In un Paese dove WhatsApp è diventato uno strumento essenziale per comunicare, soprattutto per chi vuole evitare i costi delle chiamate tradizionali, l’impatto è immediato. Famiglie separate da migliaia di chilometri, anziani poco avvezzi a soluzioni alternative. Tutti si ritrovano improvvisamente tagliati fuori. La giustificazione ufficiale parla di contrasto alle truffe e all’uso criminale della piattaforma, ma questa spiegazione convince pochi. Anche perché i numeri raccontano altro. quasi cento milioni di persone in Russia usano WhatsApp, spesso come unico mezzo per telefonare via Internet. Non sorprende quindi che siano partite le prime azioni legali, con cittadini che si rivolgono ai tribunali e alla Duma denunciando una misura ritenuta sproporzionata e priva di basi solide.

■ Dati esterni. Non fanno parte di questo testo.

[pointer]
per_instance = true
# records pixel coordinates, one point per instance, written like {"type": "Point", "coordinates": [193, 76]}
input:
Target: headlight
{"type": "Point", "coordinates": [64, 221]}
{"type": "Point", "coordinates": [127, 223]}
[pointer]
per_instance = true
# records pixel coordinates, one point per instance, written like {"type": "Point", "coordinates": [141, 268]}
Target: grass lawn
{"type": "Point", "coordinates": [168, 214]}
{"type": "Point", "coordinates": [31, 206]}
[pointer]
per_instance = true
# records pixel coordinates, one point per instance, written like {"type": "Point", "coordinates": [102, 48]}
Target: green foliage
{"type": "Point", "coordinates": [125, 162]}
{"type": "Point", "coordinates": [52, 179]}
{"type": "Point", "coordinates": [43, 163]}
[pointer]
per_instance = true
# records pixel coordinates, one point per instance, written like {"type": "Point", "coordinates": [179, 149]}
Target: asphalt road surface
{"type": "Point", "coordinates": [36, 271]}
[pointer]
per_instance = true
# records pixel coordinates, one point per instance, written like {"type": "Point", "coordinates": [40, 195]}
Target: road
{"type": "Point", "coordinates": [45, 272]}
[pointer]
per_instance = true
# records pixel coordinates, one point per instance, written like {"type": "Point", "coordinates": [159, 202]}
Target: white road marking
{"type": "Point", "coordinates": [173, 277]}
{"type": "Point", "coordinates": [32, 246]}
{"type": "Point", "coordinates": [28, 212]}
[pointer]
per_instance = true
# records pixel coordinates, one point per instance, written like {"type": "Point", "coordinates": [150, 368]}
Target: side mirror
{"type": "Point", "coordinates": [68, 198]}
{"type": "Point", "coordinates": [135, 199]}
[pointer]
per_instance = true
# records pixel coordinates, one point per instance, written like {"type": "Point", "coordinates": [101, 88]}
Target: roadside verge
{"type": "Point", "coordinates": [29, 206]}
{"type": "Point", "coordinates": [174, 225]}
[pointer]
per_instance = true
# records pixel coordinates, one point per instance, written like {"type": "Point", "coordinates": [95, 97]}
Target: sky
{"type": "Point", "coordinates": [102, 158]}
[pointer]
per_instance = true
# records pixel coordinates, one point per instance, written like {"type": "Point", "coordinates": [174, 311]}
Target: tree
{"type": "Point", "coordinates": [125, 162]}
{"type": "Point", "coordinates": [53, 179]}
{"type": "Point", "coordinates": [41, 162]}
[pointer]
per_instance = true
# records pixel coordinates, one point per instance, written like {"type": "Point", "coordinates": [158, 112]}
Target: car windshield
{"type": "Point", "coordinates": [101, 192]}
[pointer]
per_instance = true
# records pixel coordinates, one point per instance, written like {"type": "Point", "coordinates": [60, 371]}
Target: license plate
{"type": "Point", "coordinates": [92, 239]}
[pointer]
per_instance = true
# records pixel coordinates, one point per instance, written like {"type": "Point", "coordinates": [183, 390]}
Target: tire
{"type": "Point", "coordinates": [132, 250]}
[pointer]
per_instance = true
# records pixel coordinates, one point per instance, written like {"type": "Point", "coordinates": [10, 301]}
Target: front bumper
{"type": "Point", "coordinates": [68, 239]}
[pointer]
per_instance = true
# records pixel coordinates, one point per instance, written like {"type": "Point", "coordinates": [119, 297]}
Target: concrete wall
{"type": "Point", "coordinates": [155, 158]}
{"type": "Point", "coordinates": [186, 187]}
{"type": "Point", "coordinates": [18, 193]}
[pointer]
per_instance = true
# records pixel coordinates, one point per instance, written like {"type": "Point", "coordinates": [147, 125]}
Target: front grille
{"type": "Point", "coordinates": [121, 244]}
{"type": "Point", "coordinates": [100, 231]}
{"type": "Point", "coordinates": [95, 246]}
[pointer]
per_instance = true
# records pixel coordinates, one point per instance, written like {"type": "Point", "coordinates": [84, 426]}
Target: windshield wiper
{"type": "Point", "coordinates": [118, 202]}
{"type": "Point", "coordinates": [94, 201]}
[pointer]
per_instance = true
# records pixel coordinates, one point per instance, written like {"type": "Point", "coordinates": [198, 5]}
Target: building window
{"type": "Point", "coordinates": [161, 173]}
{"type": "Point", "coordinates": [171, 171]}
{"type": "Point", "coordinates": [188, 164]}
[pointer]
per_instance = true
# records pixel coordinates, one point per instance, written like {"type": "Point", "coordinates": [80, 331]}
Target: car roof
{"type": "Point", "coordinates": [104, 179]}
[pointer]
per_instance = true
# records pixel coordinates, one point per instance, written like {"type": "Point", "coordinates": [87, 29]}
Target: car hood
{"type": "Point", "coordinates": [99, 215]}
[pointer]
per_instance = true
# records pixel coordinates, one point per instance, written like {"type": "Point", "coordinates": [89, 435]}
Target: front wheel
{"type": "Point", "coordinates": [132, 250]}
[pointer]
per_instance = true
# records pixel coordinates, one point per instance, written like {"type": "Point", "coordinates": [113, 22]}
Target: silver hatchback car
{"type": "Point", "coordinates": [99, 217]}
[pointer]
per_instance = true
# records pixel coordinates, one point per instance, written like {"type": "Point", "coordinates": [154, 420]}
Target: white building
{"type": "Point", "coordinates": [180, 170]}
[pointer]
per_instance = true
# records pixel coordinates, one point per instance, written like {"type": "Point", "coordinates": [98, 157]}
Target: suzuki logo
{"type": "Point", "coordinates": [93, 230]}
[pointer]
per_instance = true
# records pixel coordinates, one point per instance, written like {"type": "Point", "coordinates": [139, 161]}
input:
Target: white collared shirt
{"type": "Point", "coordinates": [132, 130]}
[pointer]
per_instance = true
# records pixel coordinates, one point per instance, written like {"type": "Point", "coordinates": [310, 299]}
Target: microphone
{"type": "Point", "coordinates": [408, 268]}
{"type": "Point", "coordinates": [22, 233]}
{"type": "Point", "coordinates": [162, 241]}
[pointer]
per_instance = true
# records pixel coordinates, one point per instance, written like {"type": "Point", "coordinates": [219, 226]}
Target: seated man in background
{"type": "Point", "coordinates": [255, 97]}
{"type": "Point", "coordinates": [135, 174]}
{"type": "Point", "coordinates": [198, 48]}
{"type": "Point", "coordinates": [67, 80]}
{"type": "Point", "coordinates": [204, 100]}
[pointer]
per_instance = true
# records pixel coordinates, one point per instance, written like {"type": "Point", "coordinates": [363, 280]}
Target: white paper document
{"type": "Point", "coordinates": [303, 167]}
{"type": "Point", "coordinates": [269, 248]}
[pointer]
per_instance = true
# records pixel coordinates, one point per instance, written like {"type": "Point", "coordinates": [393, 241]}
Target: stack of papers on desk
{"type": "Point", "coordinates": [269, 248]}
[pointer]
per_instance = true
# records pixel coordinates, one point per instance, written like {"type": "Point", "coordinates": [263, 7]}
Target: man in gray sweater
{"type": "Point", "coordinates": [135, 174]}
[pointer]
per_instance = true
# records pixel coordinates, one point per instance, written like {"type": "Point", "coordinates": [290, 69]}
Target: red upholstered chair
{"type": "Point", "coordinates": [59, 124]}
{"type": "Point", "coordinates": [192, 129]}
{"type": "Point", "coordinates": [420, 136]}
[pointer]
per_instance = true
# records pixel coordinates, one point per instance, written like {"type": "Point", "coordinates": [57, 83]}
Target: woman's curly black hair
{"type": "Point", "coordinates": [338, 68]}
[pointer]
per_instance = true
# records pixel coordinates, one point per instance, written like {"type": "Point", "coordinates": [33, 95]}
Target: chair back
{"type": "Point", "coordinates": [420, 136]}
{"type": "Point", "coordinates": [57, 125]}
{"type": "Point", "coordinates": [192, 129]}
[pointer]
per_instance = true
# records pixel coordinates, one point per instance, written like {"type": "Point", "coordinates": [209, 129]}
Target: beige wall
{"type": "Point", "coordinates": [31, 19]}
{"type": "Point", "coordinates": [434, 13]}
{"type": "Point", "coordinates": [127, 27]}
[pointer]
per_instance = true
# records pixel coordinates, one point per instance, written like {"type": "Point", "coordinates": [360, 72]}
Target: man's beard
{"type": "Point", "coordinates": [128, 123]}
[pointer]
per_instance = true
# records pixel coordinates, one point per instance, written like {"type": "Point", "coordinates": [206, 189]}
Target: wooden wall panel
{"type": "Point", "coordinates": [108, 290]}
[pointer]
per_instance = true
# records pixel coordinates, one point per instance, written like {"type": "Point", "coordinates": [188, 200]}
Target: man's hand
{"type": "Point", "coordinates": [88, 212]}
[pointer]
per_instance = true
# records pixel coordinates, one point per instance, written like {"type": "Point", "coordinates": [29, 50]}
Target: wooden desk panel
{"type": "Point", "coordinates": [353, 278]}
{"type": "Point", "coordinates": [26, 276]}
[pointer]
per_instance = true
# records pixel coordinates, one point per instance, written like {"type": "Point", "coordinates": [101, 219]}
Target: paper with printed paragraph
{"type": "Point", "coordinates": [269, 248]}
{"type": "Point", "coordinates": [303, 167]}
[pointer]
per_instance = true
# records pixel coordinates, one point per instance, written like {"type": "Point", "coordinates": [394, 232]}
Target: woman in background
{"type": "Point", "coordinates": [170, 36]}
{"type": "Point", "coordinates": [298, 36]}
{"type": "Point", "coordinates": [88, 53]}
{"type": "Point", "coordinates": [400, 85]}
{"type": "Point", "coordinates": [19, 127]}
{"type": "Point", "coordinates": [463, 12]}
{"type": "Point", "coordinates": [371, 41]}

WhatsApp e il controllo digitale: il sospetto di un piano più ampio
Dietro il rallentamento di WhatsApp, molti intravedono un disegno più ampio. Da tempo le autorità spingono verso l’adozione di Max, un sistema di messaggistica nazionale promosso come alternativa “sicura” alle piattaforme straniere. Il problema è che questa sicurezza sembra andare di pari passo con un controllo sociale. Max richiederebbe la geolocalizzazione, l’accesso a dati sensibili e, secondo diverse analisi, consentirebbe alle istituzioni di monitorare comunicazioni e comportamenti digitali.
Il passaggio forzato non sta però funzionando come previsto. Max soffre di limiti tecnici, ha un’interfaccia poco intuitiva e non gode della fiducia necessaria per sostituire WhatsApp. Nonostante ciò, scuole, università e uffici pubblici stanno imponendo la sua installazione come condizione per ricevere comunicazioni ufficiali, creando un sistema che lascia poco spazio di scelta. Il governo insiste, parlando di efficienza e servizi digitali integrati. La sensazione diffusa però è che il prezzo da pagare sia la rinuncia a quel poco di privacy rimasto.
Il malcontento cresce. Ma oggi, per una volta, la protesta non resta confinata ai social o alle conversazioni private, ma approda nelle aule dei tribunali, segnalando una frattura sempre più evidente tra cittadini e potere.